[erlang-questions] benchmarks game harsh criticism

Thu Nov 29 09:14:33 CET 2007

On Nov 28, 2007, at 7:42 PM, David Hopwood wrote:

> The times that take longer than a few seconds don't affect my point
> that there is systematic bias against language implementations with
> significant startup/shutdown times.

You say this as though significant startup/shutdown times should be  
considered
acceptable.  I disagree -- take for example SBCL or SML/NJ, both of  
which have
sizeable runtimes and yet manage to produce very good times.

> Apart from the language implementations
> for which performance is not really a serious goal, many of the  
> 'outlier'
> times are due to little or no attention having been paid to  
> optimizing that
> benchmark submission, so that the result is pretty meaningless anyway.

This may be true, but I do not know which contributions have had large  
amounts
of optimizations and which do not.  I can speak for the relatively  
high level of
effort put into the GHC, Objective Caml, SML, C, C++, Clean, and some  
of the Erlang
entries, because I either was involved in the optimizations, or saw  
the mailing list
discussions of the various iterations.

Various language implementors (or proponents) often provide  
implementations.
I assume they are the experts in those domains since they are seeking  
to put
the best face on their language.

If you are aware of particularly egregious examples of bad  
implementations, I
would suggest you make a note of it (perhaps on the Shootout bug  
tracker)
so they can be addressed.

> There are also many results at the low end of the CPU times that  
> strain
> credibility, if they are supposed to be interpreted as useful  
> comparisons
> of language implementation performance (even on hypothetical code  
> for which
> that benchmark would be representative).

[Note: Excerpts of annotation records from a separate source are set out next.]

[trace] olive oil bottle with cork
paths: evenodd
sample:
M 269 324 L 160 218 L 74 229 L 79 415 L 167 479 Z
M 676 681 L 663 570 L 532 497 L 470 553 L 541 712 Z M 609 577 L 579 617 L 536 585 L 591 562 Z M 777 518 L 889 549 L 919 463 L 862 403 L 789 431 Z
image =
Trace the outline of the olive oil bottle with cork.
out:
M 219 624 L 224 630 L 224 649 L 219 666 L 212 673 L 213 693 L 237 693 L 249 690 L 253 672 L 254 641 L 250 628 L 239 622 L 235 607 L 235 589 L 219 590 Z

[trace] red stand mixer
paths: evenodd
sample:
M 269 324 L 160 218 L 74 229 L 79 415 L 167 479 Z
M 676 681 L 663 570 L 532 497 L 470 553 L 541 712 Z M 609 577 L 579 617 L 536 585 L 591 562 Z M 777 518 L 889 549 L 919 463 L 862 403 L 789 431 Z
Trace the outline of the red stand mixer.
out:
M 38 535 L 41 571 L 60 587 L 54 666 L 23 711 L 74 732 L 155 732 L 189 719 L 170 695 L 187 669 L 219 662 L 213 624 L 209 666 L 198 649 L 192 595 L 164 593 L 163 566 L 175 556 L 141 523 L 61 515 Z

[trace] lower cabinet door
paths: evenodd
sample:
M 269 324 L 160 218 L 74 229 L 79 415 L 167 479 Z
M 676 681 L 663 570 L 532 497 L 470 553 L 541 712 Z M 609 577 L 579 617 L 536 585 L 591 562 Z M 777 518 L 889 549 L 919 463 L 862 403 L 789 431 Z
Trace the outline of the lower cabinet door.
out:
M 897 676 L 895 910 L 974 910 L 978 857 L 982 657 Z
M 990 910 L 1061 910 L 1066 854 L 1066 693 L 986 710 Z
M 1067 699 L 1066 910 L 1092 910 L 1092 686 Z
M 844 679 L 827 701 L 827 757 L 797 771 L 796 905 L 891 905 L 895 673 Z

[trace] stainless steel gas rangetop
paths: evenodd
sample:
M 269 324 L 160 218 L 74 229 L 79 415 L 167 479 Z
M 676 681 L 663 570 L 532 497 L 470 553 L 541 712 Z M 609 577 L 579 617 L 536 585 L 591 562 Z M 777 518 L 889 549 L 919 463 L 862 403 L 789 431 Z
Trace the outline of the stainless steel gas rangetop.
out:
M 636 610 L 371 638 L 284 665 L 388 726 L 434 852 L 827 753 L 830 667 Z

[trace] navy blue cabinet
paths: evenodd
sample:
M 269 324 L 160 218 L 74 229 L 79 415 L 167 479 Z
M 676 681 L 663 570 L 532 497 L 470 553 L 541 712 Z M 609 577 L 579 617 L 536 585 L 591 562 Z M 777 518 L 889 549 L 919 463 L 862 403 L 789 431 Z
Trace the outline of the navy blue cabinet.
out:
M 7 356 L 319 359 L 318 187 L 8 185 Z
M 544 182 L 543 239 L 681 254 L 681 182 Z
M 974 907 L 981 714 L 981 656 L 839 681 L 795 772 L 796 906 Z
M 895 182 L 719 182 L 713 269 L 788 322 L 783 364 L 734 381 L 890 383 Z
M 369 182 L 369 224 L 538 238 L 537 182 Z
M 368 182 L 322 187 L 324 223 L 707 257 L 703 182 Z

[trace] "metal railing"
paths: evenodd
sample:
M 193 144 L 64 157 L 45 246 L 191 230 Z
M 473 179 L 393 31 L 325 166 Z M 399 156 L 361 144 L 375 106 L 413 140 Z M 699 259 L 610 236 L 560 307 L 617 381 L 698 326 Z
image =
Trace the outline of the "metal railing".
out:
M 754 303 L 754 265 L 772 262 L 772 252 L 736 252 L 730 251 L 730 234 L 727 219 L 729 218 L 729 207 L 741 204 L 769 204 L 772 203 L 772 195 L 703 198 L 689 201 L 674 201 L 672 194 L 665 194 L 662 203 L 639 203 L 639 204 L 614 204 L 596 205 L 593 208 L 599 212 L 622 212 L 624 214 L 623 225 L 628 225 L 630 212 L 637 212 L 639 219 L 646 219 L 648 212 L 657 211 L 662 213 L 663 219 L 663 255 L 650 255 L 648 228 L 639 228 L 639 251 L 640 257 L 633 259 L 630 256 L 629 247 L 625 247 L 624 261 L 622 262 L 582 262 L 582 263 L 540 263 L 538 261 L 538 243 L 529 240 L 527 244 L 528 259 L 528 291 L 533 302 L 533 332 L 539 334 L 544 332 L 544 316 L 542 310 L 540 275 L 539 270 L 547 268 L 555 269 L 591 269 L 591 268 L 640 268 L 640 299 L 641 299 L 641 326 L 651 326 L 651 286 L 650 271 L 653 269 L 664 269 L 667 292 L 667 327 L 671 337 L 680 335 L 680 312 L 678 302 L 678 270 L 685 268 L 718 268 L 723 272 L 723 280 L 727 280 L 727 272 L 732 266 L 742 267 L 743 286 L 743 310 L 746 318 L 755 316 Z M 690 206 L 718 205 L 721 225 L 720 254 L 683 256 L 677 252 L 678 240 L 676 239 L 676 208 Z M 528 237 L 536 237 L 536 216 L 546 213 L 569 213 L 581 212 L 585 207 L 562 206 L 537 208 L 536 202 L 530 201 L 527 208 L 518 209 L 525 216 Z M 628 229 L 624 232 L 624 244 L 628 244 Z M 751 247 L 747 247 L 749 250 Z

For example, look at
>
> <http://shootout.alioth.debian.org/gp4/benchmark.php?test=nsieve&lang=all 
> >,

You make a valid point:  Clearly the nsieve and perhaps the mandelbrot  
tests
need to have higher N values.  But in the other entries I see larger  
variations
in the results; at least enough that the differences seem more likely  
to be
caused by real differences in language implementations.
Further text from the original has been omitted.